If HB25-1001 is signed into law, an employer may find it even more difficult to recover reasonable costs and attorneys’ fees even if it ultimately prevails on a wage claim. In order to award costs and attorneys’ fees to a prevailing employer, courts will need proof that the employee or worker pursued a wage claim which lacked “substantial justification.” The original version of HB25-1001 would have essentially eliminated all recourse for employers to potentially recover costs and attorneys’ fees expended in defending against bad faith wage demands, so the revisions to HB25-1001 provide employers at least some limited recourse. However, the current version of HB25-1001 also permits aggrieved persons to pursue equitable relief in addition to any claims for damages and penalties, including relief to deter future violations and prevent their employers from being unjustly enriched, without regard to exhaustion of any administrative remedies.

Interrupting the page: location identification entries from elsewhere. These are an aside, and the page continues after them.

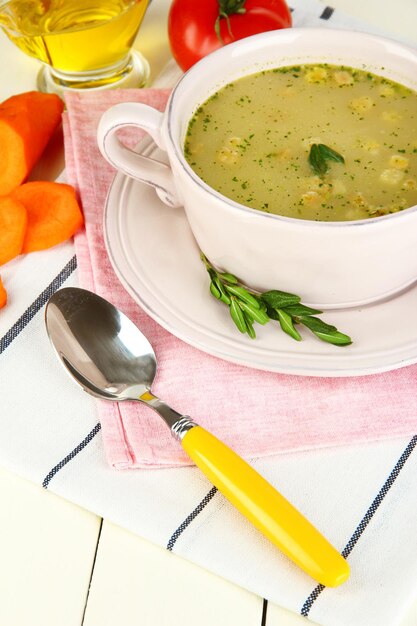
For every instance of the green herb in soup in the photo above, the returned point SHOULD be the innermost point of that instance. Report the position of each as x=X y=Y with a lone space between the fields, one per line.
x=315 y=142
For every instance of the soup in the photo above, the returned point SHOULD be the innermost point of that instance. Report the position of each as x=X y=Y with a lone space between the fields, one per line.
x=315 y=142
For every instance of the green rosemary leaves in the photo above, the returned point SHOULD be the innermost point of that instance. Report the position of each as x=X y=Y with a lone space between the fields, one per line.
x=247 y=307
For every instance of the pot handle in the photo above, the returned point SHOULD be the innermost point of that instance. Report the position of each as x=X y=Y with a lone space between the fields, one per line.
x=146 y=170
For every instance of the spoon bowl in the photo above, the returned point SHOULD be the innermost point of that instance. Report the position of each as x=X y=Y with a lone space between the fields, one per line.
x=111 y=359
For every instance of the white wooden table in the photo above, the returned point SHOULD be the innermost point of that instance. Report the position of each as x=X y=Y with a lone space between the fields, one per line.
x=64 y=566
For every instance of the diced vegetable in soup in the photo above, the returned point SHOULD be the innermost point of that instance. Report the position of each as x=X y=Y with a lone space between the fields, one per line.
x=315 y=142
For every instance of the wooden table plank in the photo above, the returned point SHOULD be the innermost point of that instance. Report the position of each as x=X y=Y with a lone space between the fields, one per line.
x=135 y=582
x=47 y=548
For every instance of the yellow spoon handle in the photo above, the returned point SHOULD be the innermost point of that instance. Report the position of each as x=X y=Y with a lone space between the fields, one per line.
x=265 y=508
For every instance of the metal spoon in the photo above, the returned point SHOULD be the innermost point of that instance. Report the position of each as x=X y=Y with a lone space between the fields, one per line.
x=111 y=359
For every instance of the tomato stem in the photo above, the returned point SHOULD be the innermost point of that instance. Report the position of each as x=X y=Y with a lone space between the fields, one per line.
x=227 y=8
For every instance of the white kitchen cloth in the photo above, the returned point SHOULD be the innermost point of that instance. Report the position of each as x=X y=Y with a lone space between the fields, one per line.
x=363 y=498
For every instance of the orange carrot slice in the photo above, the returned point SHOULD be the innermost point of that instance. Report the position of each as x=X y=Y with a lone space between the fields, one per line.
x=27 y=123
x=13 y=221
x=54 y=214
x=3 y=295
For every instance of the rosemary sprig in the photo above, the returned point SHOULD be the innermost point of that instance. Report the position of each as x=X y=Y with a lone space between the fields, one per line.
x=247 y=307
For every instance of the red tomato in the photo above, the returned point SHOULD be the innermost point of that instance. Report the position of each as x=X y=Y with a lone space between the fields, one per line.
x=197 y=27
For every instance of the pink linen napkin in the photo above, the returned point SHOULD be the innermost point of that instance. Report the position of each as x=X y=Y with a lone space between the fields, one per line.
x=255 y=412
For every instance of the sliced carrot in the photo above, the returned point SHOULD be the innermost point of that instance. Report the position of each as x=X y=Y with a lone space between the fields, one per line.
x=54 y=214
x=27 y=123
x=3 y=295
x=13 y=222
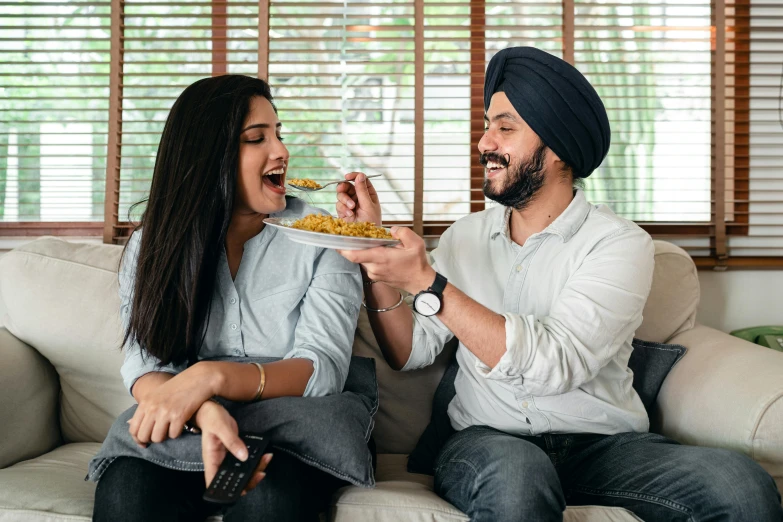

HB25-1001, as passed, also dramatically expands employee protections and remedies against retaliation. Under current Colorado law, an employer is prohibited from discriminating against or retaliating against an employee for asserting their rights under wage and hour laws. HB25-1001 expands these prohibitions on discrimination and retaliation for someone who is not just an employer, but rather, any other person that is regularly engaged in business or commercial activity that has contracted with an employer or worker, directly or indirectly, for labor from which such person is a beneficiary. HB25-1001 also expands the damages that an employer may face and the recovery that an employee or worker may gain if retaliation is proven. An employee or worker can now recover compensatory damages for other economic or noneconomic loss or injury shown by competent evidence and can also recover damages for emotional distress. HB25-1001 has also expanded the considerations a fact-finder may make when determining whether there has been a retaliation. Under the new HB25-1001 provisions, if an employer commits an adverse action against an employee within a period of ninety or fewer days between the employee or worker’s wage claim or protected activity, the employer’s action may, without the need for more evidence, be sufficient to find retaliatory intent for purposes of liability. Finally, the expansion on prohibition states that, if there is any effort by an employer to use an individual’s immigration status to in any manner discriminate or retaliate against that same employee or worker, there will essentially be an automatic finding of retaliation and/or discrimination.
Employer Considerations
HB25-1001 has now been passed and is waiting to be signed into law by Governor Polis. It will be interesting to see how the Governor reacts to these new provisions and whether he signs this version into law (Governor Polis previously vetoed the General Assembly’s prior attempt to enact similar legislation last year). If the bill does become law, it will go into effect on August 6, 2025. Given the significant changes that HB25-1001 is close to implementing, Campbell Litigation will continue to closely monitor HB25-1001’s status and will update the Rocky Mountain Employer accordingly.